Correspondance de Voltaire/1764/Lettre 5831

Correspondance : année 1764GarnierŒuvres complètes de Voltaire, tome 43 (p. 386-387).
5831. — À M.  L’ABBÉ D’OLIVET.
Aux Délices, 27 novembre.

Mon cher maître, non agitur de verbis, sed rebus. Je veux que vous me disiez nettement si vous avez rien vu de plus mauvais que ce testament tant vanté par La Bruyère[1]. Je sais très-bien qu’un grand ministre peut faire un détestable ouvrage, même en politique. Il ne faut pas être un grand génie pour faire couper le cou au maréchal de Marillac, après l’avoir fait juger à Ruel par des fripons en robe vendus à la faveur. Cartouche en aurait fait autant.
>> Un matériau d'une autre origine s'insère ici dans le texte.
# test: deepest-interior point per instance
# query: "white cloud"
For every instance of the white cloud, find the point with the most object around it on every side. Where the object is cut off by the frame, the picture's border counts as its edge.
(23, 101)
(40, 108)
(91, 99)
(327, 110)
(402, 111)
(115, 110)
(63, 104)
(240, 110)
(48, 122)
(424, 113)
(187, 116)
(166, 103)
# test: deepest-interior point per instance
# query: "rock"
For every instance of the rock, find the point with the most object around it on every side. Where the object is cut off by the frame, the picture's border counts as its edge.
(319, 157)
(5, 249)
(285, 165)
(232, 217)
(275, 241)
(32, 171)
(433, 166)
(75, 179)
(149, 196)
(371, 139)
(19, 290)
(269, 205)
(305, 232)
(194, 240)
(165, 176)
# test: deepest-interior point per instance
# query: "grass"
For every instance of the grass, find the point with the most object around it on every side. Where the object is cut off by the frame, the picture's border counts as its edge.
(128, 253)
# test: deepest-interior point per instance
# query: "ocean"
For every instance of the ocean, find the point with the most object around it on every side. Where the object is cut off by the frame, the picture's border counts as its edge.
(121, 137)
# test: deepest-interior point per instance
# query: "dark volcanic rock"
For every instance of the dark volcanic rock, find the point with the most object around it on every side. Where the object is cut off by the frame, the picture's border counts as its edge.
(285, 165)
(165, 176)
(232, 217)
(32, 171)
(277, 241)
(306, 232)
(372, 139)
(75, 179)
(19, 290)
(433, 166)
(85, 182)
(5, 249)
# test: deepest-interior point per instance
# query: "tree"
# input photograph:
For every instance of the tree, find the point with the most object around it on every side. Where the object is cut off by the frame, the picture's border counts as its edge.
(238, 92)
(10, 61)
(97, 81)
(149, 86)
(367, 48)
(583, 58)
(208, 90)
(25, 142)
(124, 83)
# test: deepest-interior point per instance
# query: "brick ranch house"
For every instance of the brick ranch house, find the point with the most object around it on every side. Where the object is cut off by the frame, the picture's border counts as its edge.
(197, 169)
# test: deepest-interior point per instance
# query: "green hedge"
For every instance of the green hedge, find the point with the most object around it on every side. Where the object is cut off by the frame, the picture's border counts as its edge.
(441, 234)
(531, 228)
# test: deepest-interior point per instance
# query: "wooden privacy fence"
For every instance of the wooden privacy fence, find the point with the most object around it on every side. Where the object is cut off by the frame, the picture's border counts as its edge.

Mais pour écrire sur les finances et sur le commerce, on a besoin de connaissances que le cardinal de Richelieu ne pouvait avoir. Je tiens qu’il n’en savait pas assez pour débiter toutes les bêtises qu’on lui attribue.

Au reste, mon cher maître, condamnez-moi si vous voulez sur inconvenance et marginer[2] ; j’aime ces deux mots, qui sont expressifs, et qui nous sauvent d’une circonlocution. Inconvenance n’est pas disconvvenance ; on entend par disconvenance des choses qui ne se conviennent pas l’une avec l’autre ; et j’entends par inconvenance des choses qu’il ne convient pas de faire. Vous direz que je suis bien hardi ; je vous répondrai qu’il faut l’être quelquefois.

Vivez, vous dis-je ; moquez-vous de tout ; vous êtes plus jeune que moi, car vous avez des yeux, et je n’en ai plus. Mme  Denis se souvient toujours de vous avec bien de l’amitié ; elle vous fait mille compliments. Nous menons une vie agréable et tranquille avec l’héritière du nom de Corneille et un de vos jésuites défroqués, nommé Adam, qui nous dit tous les dimanches la messe, que je n’entends jamais, et à laquelle il n’entend rien, non plus que vous. Vivent Cicéron et Virgile ! Vive, vale.

  1. Discours prononcé à l’Académie française le 15 juin 1693, deuxième alinéa.
  2. Voyez tome XXV, pages 298 et 287.